2. server2 starts; it will attempt to connect to server3, which is not
running. So server2 will sit there isolated.
3. server3 starts; it has no initialServers list so attempts no connects. So
server3 will sit there isolated.
The described setup is weaker than it needs to be as listing just one server
means the listed server is a potential point of weakness. As a matter of
trivia, it is interesting to point out that you could bring a fourth server
online temporarily that lists all three servers. Once it makes the
introductions and all servers learn of each other, you could shut it down again.

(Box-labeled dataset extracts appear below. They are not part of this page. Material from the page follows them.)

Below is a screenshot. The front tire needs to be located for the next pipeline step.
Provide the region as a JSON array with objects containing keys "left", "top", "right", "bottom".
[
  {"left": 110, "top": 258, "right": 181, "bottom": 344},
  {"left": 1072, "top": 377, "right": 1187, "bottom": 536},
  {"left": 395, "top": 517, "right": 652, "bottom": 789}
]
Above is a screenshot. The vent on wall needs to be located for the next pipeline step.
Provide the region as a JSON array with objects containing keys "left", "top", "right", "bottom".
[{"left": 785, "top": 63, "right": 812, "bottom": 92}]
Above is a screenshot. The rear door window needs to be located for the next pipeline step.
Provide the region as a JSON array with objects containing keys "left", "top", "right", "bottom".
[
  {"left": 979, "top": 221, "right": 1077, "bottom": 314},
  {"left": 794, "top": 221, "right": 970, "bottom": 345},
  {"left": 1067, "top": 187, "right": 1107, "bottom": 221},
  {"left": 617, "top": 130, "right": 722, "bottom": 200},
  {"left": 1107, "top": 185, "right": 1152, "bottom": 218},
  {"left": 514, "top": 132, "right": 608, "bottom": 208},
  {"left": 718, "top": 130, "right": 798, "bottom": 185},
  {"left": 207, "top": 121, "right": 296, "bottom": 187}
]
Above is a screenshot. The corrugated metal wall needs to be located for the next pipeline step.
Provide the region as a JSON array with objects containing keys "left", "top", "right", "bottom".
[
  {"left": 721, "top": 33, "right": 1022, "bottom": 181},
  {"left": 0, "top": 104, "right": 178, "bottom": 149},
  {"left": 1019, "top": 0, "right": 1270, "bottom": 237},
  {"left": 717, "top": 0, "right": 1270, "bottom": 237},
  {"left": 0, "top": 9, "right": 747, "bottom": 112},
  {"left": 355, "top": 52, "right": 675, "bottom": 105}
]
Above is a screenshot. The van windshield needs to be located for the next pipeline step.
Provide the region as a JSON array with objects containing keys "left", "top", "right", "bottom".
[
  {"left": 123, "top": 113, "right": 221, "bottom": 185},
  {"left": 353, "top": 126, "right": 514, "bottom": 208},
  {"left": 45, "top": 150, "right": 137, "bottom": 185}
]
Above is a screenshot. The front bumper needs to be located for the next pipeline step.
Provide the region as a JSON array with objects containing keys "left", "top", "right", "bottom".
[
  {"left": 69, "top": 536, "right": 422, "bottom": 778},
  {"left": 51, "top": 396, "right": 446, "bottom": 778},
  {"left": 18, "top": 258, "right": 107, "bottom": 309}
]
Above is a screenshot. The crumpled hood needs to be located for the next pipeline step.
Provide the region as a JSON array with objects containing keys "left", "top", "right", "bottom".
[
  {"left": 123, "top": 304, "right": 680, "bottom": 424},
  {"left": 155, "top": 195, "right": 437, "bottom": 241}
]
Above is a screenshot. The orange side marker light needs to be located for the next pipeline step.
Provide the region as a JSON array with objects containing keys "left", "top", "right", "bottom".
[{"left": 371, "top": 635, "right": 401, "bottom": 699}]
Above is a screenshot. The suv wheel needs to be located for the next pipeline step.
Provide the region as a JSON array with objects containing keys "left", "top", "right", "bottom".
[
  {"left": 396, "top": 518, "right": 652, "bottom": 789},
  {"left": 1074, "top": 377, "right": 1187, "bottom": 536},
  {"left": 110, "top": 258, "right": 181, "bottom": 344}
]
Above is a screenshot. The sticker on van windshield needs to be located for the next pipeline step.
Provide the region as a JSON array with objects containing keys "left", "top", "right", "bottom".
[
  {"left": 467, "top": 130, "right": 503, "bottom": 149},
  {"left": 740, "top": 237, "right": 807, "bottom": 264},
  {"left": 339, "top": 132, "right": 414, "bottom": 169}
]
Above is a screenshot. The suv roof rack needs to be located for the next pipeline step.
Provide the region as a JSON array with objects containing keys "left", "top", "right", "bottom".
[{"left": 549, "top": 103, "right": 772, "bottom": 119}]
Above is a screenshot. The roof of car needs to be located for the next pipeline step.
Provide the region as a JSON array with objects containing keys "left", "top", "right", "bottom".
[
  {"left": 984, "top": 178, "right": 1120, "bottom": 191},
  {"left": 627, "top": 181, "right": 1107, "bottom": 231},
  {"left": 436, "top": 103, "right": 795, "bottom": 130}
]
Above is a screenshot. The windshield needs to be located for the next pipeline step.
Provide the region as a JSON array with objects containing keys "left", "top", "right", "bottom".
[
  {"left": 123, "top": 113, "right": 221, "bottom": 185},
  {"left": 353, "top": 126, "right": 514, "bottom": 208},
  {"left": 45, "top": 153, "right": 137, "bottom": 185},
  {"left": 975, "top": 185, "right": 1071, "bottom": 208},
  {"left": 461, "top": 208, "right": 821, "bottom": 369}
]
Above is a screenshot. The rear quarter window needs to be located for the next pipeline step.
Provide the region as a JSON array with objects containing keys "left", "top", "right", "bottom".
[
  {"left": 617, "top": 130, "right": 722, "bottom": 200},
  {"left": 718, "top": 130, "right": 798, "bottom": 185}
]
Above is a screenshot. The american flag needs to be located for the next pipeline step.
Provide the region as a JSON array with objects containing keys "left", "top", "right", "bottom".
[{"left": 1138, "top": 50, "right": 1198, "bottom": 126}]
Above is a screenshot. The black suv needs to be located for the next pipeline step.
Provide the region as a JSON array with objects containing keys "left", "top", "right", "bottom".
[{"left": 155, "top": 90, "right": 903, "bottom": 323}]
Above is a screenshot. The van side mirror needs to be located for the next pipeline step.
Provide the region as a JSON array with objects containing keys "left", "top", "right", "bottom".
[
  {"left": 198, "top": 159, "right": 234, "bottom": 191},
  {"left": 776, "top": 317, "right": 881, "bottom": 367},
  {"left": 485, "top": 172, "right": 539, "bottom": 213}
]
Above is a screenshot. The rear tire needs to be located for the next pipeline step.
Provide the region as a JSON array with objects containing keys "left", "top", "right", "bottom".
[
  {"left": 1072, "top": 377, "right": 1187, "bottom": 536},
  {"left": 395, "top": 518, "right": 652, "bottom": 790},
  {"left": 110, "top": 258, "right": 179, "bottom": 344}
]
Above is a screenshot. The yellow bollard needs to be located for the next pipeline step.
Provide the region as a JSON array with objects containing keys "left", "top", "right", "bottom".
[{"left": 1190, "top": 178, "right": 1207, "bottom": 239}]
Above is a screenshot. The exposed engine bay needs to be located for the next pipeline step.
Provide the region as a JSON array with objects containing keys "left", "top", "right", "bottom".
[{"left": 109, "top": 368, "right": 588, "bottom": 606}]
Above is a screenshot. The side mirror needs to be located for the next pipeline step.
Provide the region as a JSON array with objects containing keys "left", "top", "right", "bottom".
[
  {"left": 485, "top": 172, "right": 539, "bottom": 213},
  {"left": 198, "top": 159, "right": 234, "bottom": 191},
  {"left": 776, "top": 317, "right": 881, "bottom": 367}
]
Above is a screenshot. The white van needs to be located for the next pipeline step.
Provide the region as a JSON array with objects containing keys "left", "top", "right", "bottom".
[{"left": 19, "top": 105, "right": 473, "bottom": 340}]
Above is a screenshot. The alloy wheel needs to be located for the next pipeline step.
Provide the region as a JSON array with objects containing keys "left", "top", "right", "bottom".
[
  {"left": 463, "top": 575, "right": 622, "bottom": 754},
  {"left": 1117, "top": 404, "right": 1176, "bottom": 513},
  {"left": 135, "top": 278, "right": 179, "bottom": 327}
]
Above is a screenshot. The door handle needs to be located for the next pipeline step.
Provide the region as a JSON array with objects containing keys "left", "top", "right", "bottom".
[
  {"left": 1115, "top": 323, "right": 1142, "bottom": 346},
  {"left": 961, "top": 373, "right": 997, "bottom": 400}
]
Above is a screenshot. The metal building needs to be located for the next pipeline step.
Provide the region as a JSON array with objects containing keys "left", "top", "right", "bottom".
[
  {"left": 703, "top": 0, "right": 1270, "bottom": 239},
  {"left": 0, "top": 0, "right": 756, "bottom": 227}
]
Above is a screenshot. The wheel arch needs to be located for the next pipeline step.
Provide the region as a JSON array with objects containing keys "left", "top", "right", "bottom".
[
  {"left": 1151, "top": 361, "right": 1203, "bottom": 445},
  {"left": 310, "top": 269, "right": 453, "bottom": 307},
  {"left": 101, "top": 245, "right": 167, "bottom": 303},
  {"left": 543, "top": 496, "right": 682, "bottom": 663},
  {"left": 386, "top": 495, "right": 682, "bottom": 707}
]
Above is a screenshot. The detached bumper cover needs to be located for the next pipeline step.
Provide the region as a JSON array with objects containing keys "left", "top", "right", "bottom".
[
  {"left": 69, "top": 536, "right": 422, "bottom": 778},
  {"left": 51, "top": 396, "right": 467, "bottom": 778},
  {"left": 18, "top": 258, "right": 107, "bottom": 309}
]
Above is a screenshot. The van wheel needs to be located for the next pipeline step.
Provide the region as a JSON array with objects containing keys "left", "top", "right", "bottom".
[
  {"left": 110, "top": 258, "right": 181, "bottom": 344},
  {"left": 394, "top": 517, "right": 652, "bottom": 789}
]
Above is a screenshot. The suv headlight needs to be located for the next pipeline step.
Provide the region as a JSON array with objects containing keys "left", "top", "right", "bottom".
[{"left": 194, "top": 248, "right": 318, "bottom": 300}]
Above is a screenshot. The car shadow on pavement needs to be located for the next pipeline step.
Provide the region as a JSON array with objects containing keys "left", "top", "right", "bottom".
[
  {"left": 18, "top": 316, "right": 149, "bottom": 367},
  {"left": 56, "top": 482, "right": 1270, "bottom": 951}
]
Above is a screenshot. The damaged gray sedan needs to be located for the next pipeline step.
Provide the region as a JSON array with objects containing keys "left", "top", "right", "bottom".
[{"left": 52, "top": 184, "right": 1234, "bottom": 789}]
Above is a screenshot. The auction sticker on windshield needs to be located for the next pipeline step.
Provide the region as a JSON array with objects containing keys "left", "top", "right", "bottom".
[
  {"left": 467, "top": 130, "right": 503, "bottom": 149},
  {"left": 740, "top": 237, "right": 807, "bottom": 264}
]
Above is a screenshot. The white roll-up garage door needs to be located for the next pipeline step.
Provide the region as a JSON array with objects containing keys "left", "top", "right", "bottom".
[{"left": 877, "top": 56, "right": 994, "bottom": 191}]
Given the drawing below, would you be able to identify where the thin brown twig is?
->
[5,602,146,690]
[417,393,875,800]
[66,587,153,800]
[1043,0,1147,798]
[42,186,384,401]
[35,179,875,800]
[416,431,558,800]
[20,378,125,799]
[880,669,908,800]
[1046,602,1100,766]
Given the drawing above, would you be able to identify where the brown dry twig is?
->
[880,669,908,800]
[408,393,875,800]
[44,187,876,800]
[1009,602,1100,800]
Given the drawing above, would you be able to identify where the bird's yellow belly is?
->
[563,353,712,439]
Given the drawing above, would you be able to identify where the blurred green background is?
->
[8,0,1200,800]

The above setup is easily fixable via better configuration. If server3 listed
both server1 and server2 in its initialServers list, rather than listing
nothing at all, then all servers would fully discover each other regardless of
startup order; assuming all three servers did eventually start.
THREE SERVERS OR LESS
In a three sever scenario, I recommend simply having all three servers list all
three servers.
server1/conf/multipoint.properties
initialServers = server1, server2, server3
server2/conf/multipoint.properties
initialServers = server1, server2, server3
server3/conf/multipoint.properties
initialServers = server1, server2, server3
There's no harm to listing yourself, it gives you one clean list to maintain
and it will work even if you decide not to start one of the three servers.
FOUR OR MORE
In a scenario of four or more, I recommend picking at least to servers and
focus on always keeping at least one of them running. Lets refer to them as
"root" servers for simplicity sake. Root server1 would list root server2 so
they would always be linked to each other regardless of start order or if one
of them went down. All other servers would simply list the root servers
(server1, server2) in their initialServers list. As long as at least one root
server (server1 or server2) was running, you can bring other servers on and
offline at will and always have a fully connected graph.
Of course all servers once running and connected will have a full list of all
other servers in the network, so if at any time the "root" servers weren't
around to make initial introductions to new servers wanting to join the network
it would be no trouble. At that point you can simply pick any other server to
do the introductions for the new servers joining. So these "root" servers are
no real point of failure in function, but only of convenience.